Legislation allowing banks to offer credit cards, checking accounts and other financial services to legal cannabis businesses passed the US House on Friday, the sixth time the Democratic-controlled chamber has approved such a measure.
the Secure and Fair Enforcement, or SAFE Banking Act was included in legislation providing federal assistance to help US manufacturers better compete with China. This measure was approved largely along party lines, 222-210.
The Senate previously passed a similar bill on a bipartisan basis, so both houses will try to come up with a final version that Congress can approve.
“Cannabis businesses – large and small – and their employees desperately need access to banking and access to capital in order to operate efficiently and securely and compete in the global cannabis market. growing,” the measurement said. main sponsor, Rep.

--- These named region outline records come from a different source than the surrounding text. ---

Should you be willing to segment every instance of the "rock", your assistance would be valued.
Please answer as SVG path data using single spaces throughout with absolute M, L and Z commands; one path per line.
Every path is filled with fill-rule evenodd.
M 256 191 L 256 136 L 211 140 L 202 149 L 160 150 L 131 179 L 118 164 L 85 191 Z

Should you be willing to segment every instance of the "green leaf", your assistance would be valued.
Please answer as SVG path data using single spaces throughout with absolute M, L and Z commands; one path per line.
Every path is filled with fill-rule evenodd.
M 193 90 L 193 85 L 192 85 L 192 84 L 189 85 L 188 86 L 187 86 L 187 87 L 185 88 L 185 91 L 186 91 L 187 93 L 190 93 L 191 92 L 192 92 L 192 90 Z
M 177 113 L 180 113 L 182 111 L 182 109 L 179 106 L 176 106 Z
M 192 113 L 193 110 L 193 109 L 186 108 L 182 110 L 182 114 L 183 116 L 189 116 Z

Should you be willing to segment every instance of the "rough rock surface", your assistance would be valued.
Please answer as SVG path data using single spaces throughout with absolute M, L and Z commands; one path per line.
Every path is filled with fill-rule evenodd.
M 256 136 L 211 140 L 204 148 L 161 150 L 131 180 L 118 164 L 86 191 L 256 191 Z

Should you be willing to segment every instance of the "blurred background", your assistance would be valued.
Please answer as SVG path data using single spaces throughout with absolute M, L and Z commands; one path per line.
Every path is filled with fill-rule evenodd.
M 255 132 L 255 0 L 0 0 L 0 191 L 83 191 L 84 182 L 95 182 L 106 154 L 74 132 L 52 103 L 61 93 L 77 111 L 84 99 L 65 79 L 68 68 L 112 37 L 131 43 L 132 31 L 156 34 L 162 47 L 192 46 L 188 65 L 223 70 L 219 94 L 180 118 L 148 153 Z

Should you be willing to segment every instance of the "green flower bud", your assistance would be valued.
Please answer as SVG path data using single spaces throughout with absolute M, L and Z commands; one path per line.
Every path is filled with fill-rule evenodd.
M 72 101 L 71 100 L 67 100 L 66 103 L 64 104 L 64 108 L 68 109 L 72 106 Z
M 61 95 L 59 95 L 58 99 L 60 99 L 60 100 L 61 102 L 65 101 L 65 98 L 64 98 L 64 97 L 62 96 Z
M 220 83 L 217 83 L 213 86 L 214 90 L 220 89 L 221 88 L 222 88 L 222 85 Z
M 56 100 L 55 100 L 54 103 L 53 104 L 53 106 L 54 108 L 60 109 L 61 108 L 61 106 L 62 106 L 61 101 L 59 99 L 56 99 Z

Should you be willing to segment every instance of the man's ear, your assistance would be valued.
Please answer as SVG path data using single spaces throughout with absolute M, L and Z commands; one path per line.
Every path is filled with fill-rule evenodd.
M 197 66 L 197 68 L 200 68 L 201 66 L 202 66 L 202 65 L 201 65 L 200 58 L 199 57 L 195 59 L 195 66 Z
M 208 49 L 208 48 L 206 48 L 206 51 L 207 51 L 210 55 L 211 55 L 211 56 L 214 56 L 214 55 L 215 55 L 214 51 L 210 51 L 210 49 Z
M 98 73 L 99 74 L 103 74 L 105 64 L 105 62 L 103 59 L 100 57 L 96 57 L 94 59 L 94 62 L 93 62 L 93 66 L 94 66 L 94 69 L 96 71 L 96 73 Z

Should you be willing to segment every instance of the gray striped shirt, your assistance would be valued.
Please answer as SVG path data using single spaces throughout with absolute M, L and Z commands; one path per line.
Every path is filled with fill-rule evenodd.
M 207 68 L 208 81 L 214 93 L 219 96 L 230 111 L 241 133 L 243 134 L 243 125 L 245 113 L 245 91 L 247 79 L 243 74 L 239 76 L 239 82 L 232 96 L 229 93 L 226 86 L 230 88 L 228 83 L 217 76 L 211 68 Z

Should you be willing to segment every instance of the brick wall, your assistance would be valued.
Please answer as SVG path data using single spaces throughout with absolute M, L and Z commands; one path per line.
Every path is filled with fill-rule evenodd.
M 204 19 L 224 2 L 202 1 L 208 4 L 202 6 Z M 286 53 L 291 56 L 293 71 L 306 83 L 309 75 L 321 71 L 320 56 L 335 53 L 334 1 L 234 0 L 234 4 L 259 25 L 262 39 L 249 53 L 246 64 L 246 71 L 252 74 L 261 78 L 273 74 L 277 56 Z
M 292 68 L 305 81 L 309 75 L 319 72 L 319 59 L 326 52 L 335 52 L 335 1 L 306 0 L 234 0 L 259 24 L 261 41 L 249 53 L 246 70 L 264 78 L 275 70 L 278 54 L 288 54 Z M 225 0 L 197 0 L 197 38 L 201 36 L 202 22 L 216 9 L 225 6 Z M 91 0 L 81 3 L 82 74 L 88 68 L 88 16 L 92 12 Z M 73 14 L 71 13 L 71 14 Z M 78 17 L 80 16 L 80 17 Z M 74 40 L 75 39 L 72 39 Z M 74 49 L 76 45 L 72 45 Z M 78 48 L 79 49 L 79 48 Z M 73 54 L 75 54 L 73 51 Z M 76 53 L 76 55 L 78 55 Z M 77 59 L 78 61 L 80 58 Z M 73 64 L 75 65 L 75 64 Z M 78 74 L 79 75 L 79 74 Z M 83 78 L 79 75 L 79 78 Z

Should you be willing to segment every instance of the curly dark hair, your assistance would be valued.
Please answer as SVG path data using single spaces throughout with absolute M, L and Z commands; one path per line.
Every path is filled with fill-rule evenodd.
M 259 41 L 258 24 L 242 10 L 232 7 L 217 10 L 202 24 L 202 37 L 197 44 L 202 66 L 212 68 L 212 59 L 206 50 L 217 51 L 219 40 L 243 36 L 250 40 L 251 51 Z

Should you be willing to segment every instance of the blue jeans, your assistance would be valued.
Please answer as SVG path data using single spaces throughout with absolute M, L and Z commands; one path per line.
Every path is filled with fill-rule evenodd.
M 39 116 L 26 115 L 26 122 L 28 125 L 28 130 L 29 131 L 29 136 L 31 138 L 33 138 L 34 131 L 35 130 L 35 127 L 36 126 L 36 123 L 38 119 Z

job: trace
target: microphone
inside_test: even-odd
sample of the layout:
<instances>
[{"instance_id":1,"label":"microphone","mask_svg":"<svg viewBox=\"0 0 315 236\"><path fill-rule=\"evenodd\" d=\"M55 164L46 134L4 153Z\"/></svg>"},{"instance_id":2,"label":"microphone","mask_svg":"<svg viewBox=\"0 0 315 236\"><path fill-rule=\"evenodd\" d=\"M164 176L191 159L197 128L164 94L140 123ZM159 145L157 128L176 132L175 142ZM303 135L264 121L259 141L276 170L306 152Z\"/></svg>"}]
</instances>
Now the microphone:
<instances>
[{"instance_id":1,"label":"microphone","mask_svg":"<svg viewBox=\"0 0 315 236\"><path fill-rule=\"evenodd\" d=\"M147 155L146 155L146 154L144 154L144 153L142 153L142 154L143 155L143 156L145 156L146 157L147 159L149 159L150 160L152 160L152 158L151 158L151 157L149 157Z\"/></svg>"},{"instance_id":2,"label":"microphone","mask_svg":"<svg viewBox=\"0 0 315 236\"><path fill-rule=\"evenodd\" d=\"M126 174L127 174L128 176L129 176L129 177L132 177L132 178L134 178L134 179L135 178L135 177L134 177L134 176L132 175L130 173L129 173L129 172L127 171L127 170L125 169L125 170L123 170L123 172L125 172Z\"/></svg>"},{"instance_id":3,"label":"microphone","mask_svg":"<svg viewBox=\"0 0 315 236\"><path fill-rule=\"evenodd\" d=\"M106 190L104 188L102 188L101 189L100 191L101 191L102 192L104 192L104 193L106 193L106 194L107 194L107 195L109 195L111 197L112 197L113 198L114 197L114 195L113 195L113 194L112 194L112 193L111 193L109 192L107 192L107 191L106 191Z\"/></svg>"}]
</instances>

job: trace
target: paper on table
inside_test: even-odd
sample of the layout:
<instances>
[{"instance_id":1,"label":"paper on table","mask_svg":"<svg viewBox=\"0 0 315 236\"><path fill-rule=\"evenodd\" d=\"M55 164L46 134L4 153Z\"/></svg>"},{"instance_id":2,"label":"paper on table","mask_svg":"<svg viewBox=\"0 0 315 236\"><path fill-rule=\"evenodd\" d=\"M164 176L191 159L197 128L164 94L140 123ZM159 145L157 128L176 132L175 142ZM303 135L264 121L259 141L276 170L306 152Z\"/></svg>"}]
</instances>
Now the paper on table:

Ed Perlmutter, D-Colo.
Booker, who is lead efforts in the Senate to end federal cannabis prohibition, opposed efforts to adopt SAFE Banking without also including restorative justice provisions to largely help minority communities and those most hurt by the War on Drugs .
Federally regulated banks have been caught between US law, which bans cannabis, and the laws of dozens of states, including New Jersey, which now allow some cannabis use.
Concerns about who actually benefits
Some cannabis advocates say they support the criminal justice provisions, but would rather see something than nothing. Even a few minority-owned cannabis businesses endorsed SAFE Banking’s move on its own, saying it would allow them to raise the funds they need to compete with well-heeled cannabis companies.
One of Capitol Hill’s strongest advocates has been the US Cannabis Council, a powerful lobbying arm that represents a substantial portion of America’s largest legal cannabis operators.
“The US cannabis industry is growing rapidly and already supports more than 300,000 American jobs,” said Steven Hawkins, CEO of the US Cannabis Council. “Yet the industry is subject to banking restrictions and unprecedented levels of taxation elsewhere in the economy. The SAFE Banking Act would make US cannabis businesses of all sizes more competitive.
Another influential organization, the Cannabis Regulators of Color Coalition (CRCC), a group representing several government officials responsible for overseeing cannabis programs, met with Senate Majority Leader Chuck Schumer alongside other cannabis advocates to push back this story.
The coalition said the bill would do little to help small businesses and would make it easier for big business to control the legal market.
In a discretionary process dealing with markets designated as high-risk, banks are shunning smaller companies and generally continuing to opt for larger companies, said Dasheeda Dawson, cannabis czar of Portland, Oregon and chairwoman of the CRCC.
“Anytime it depends on discretion, banks are mostly risk averse – that the story is clear, that the data is on display, so we expect to only see the benefits go to larger, more capitalized companies and well established, which is actually the opposite of the story they say,” she says.
The SAFE Banking Act may seem like a good idea because it has found people in desperate positions for any sense of relief or perceived progress, Dawson said. Taking advantage of this, without legislative provisions that could ensure that small businesses would not be excluded from an opportunity that some of them are advocating is something she described as akin to predatory behavior.
“It’s selling well because we’re in a crisis,” she said.
Dawson also added that states could help by setting up their own cannabis banking infrastructure and providing emergency relief funds to small cannabis businesses locally.
Many cannabis businesses operate in what are known as limited license states, where the number of licenses that can be applied for in certain cannabis license categories is capped. Companies with access to large amounts of capital have dominated these markets.
New Jersey is one such market.
If large cannabis companies in markets that have already been built on oligopolistic structures gain more power, it could widen the disparity, a factor worth acknowledging, Dawson said.
“That’s exactly what we hope will happen,” Dawson said, assuming banks would open up to small businesses and people of color. “Everybody wants to have hope, we all really want to believe in hope, it’s something that’s easy to get people to buy into. I also think it’s important for us to rally us to the truth.
“Call everyone back and say ‘hey here’s what’s really going on and here are some of the real solutions that will bring relief’, (they) will be very upset if this passes and we’re still suffering from the same issues.”
What’s on the horizon
Perlmutter said conversations are ongoing with Booker’s aides. While there may not yet be votes for comprehensive cannabis legislation, he said there were at least 60 votes in the Senate to pass SAFE Banking.
If the Senate does not accept the provision this time around, Perlmutter said he would introduce the bill again and again as amendments to other laws.
“I’m determined to put it on everything I can,” he said. “I hope the Senate sees this as inevitable.”
For the bill to have a chance of receiving coalition support, Dawson said the bill would need to include provisions that could secure opportunities for small businesses that would normally be overlooked under the discretionary process, measures that would protect against interests that dominate or monopolize the markets.
Booker also reiterated his support for more comprehensive measures.
“I was hoping that the side of the industry that backs SAFE Bank, the companies that are now creating hundreds of millions, if not billions of dollars in profits, and this is important to them, use your power to help us make sure we get the restorative justice provisions as part of that,” he said.